Словом, Едигей, хоть и называл Василия «любимым сыном», все‑таки решил, подобно своим предшественникам на троне, поучить данника уму‑разуму. Он написал Василию, что идет на Литву, а сам неожиданно ударил по Москве. Князь Василий бежал в Кострому, но пушки Кремля и его высокие каменные стены, а также присутствие сильного войска во главе с князем Василием Андреевичем (тем самым, который командовал запасным полком на Куликовом поле) вынудили монголо‑татар отказаться от штурма столицы Московской Руси. Для успешной обороны князь Василий Андреевич приказал сжечь посады. «И жалко было смотреть, – читаем в летописи, – как чудные церкви, создаваемые в течение многих лет и высокими главами своими придававшие величие и красоту городу, в одночасье исчезали в пламени – так погибали от огня величие и красота города и чудные храмы. Это было страшное время: люди метались и кричали, и огромное пламя гудело, возносясь к воздуху, а город был окружен полками беззаконных иноплеменников».

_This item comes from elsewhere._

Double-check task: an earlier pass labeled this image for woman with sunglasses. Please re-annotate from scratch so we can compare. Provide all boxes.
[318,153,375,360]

Тогда Едигей решил взять Москву измором. Он обосновался в Коломенском на зимнюю стоянку и стал ждать своего вассала – тверского князя Ивана Михайловича с осадными орудиями. Подойти близко к Кремлю из‑за огня московских пушек он не мог. Но князь Иван Тверской так медленно собирался, так тяжело шел на Москву, что дело разрешилось без него. Едигей, получив плохие вести из Орды, где начался очередной бунт, вступил с осажденными в переговоры, потребовал с москвичей огромный по тем временам выкуп в 3 тыс. рублей, получил его и 20 декабря со множеством русских полонянников откочевал в родные степи. «Горестно было видеть и слез многих достойно, – писал летописец, – как один татарин до сорока христиан вел, грубо связав их… И была тогда во всей Русской земле среди всех христиан туга великая и плач безутешный, и рыдание, и стоны, ибо вся земля пленена была, начиная от земли Рязанской и до Галича, и до Белоозера».
Москвичи, разоренные огромным выкупом, лишь потом узнали об истинных причинах поспешного ухода Едигея, а поэтому кусали локти, жалея свои денежки. Ведь оказалось, что зря поганым платили, Едигей и сам бы ушел от Москвы!
Вообще же истинная причина набега Едигея на Москву заключалась в том, что отношения Василия I с ним не сложились: князь считал татарина не выше себя по статусу. Повторялась ситуация с Донским и Мамаем – по «золотоордынскому счету» оба были эмирами, т. е. равными по своему статусу перед царственными Чингизидами. И русский эмир по традиционному праву на поклон к ордынскому эмиру мог и не идти. А вот когда в Орде произошел переворот – Едигея свергли, и воцарился настоящий Чингизид, сын Тохтамыша хан Джелал ад‑Дин, Василий I собрался ехать в Орду с поклоном и с большим «выходом».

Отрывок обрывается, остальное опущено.